I dont remember, does the ps5 version had ray tracing or its an exclusive addition to pc?
It doesn’t and the game renders at 1080p on PS5.
John, your RTX3080 also delivers smooth gameplay at 1440p with RT. Average is around 70fps, and that’s very smooth gameplay. Game dips to 50fps, but that’s only minimal fps and in VRR era such dips are no longer relevant, because frames are still perfectly synced anyway and average gamer will not even tell the difference in input latency between 50 and 70fps on VRR display. Sometimes I feel like you play games just for the fps, not for enjoyment..
Also why arnt you testing lower settings? You still keep using 9900K, because you always say that you want to see what average gamer can expect, but I dont think average gamer with older CPU will run everything at max settings. Somethinges I cant tell the difference in graphics fidelity between max settings and just very high or high settings, but fps is improved a lot.

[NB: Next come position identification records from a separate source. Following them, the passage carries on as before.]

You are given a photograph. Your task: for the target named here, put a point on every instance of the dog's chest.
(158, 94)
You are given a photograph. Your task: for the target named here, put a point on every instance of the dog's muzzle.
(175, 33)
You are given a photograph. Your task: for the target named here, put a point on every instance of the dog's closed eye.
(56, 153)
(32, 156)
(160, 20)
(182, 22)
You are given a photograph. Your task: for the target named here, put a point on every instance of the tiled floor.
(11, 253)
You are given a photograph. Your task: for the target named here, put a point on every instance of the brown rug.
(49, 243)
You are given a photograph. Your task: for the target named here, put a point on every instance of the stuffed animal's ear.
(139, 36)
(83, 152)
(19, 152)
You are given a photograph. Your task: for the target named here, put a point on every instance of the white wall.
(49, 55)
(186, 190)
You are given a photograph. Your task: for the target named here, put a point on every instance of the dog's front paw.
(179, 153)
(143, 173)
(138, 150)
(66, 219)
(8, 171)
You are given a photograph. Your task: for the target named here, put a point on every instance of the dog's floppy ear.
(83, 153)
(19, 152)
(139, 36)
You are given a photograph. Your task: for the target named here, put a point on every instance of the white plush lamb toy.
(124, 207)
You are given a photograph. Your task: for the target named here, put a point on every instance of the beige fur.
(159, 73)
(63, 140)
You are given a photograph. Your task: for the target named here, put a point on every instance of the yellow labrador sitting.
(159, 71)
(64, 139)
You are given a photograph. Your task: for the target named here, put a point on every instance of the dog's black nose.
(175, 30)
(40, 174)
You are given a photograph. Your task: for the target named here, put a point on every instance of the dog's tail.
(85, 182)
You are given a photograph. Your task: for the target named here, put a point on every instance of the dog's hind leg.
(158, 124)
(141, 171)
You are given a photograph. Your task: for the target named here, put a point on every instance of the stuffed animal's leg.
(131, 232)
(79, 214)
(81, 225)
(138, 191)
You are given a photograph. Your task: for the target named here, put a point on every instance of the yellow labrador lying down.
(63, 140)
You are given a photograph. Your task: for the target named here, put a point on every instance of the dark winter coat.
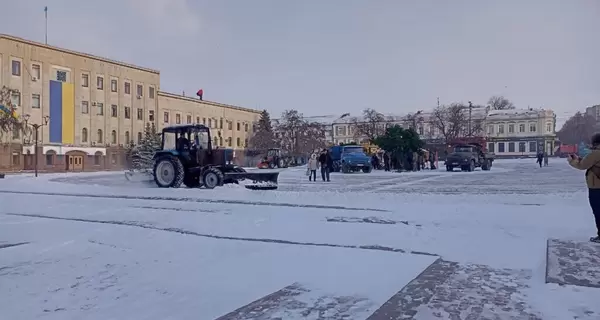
(326, 160)
(591, 165)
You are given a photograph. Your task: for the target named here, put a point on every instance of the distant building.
(509, 133)
(517, 133)
(96, 106)
(594, 111)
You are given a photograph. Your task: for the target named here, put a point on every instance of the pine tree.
(264, 137)
(141, 155)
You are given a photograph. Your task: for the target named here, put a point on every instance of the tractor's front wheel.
(212, 178)
(168, 172)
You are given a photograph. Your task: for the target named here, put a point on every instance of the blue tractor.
(350, 158)
(187, 157)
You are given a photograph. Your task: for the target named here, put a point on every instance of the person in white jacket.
(313, 166)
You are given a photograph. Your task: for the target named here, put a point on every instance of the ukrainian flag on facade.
(8, 110)
(62, 112)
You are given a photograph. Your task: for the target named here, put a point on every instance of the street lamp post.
(36, 127)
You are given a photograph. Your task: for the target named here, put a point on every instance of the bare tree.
(450, 121)
(579, 128)
(500, 103)
(312, 137)
(298, 136)
(263, 136)
(371, 125)
(9, 122)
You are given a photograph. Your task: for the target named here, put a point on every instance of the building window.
(97, 157)
(127, 113)
(35, 101)
(15, 98)
(61, 75)
(16, 132)
(36, 70)
(532, 146)
(500, 146)
(49, 159)
(532, 127)
(85, 107)
(16, 68)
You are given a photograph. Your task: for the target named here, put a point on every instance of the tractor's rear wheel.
(168, 172)
(212, 178)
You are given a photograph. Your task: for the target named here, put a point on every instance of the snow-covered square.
(419, 245)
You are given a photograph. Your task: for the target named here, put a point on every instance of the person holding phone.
(591, 165)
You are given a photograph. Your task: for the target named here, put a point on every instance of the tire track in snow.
(407, 183)
(213, 236)
(160, 198)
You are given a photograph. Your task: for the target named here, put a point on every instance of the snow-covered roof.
(518, 112)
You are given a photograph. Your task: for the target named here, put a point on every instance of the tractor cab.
(187, 157)
(192, 143)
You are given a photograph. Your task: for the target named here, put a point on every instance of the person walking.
(326, 163)
(386, 161)
(313, 165)
(591, 165)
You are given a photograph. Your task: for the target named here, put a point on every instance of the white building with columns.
(509, 133)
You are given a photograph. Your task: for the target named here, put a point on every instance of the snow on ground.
(100, 247)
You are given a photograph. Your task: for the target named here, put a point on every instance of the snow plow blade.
(260, 180)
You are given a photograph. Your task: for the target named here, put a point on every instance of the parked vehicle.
(187, 156)
(467, 157)
(350, 158)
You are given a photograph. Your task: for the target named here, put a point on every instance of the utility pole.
(470, 117)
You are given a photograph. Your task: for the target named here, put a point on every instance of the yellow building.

Pretty! This has been a really wonderful post. Many thanks for providing these details.
Wake me up when it’s March 23rd.
Very well presented. Every quote was awesome and thanks for sharing the content. Keep sharing and keep motivating others.
The game looks excellent, buying it from EGS today.
I think my only complaint is the textures are a little low res for a PC game, where you can see the texture filtering when looking closer up. I might also need to add extra anti-aliasing in the Nvidia control panel, as this game has a lot of mesh/shader/particle detail that can get a little shimmery.
I think this game is using too much TAA sharpening.
>buying it from EGS
No they have not, unless it’s been developed in part by tencent
Alonso !
Edit: John, apparently Returnal recommends using 32 gigs of ram. I happen to have 32 gigs installed and that might explain why I’m getting much better results. You might consider updating this if you have 32 gigs available for review.
I was playing the game with Raytracing enabled on my 3080 and was getting much better results than this. Even at 4k with quality mode dlss I was getting better fps than what we see here. I have a 5800x3d so not sure if that is helping my framerates but I did occassionally see MASSIVE drops. I’m talking down to like 20 fps but it only happened a couple time and went away when I disabled RT Shadows. I didn’t see much difference at all from disabling reflection so I left them on. Shadows doesn’t even make a huge difference but the performance drop is insane.
Seems like the game really likes using a lower resolution and DLSS really really works well in this game. The sharpening setting actually looks good while in other games I hate it. I get like 120fps with dlss quality at 1440p and like 80 fps dlss quality at 4k.
its the 5800x3d for sure, really want one, cant have sh*t in Brazil
He’s never gonna update 16gb of RAM and 9900k
I get over 120fps with a 4090 everything maxed out plus ray T at 4k native resolution running the benchmark tool. Something weird is going on if you’re only getting 87.
5900x
32gb DDR4 3200mhz
PNY 4090
Running the benchmark my average was 142fps, MAX 190, Min 49, running in Full screen mode.
Abnormal settings I have on that probably don’t make a difference.
Resizable bar is on but not forced.
Shader Cache size set to 10gb.
Low latency mode set to ultra.
Let me know if you need some screenshots.
The benchmark in this game is so excellent it tells you exactly WHAT is holding your system back too.
I’m on a 3080 getting wayyy better performance than what’s shown here as well. Although I’m also on a 12th gen i7 and 32gb ram.
Its most likely the 9900k bottlenecking or its a ram bottleneck from lack of 32gb that is holding GPU performance back. This is a very common occurrence in ray traced games released lately.
If you can pull off a solid fps without DLSS/FSR I recommend leaving it off. This game is liberal with the amount of shaders and particle effects and DLSS/FSR seems to have trouble keeping up, killing crisp details, and introducing shimmers and visual artifacts.
Been playing on Epic 4K 60fps on a 4080 so maybe it could be that high resolution letting me see the difference.
I’ve also haven’t experienced any of the RTX stuttering DSO reports, just the rare traversal one, but for whatever reason with my rig I rarely do experience these stutters as much as it seems all these reviewers do.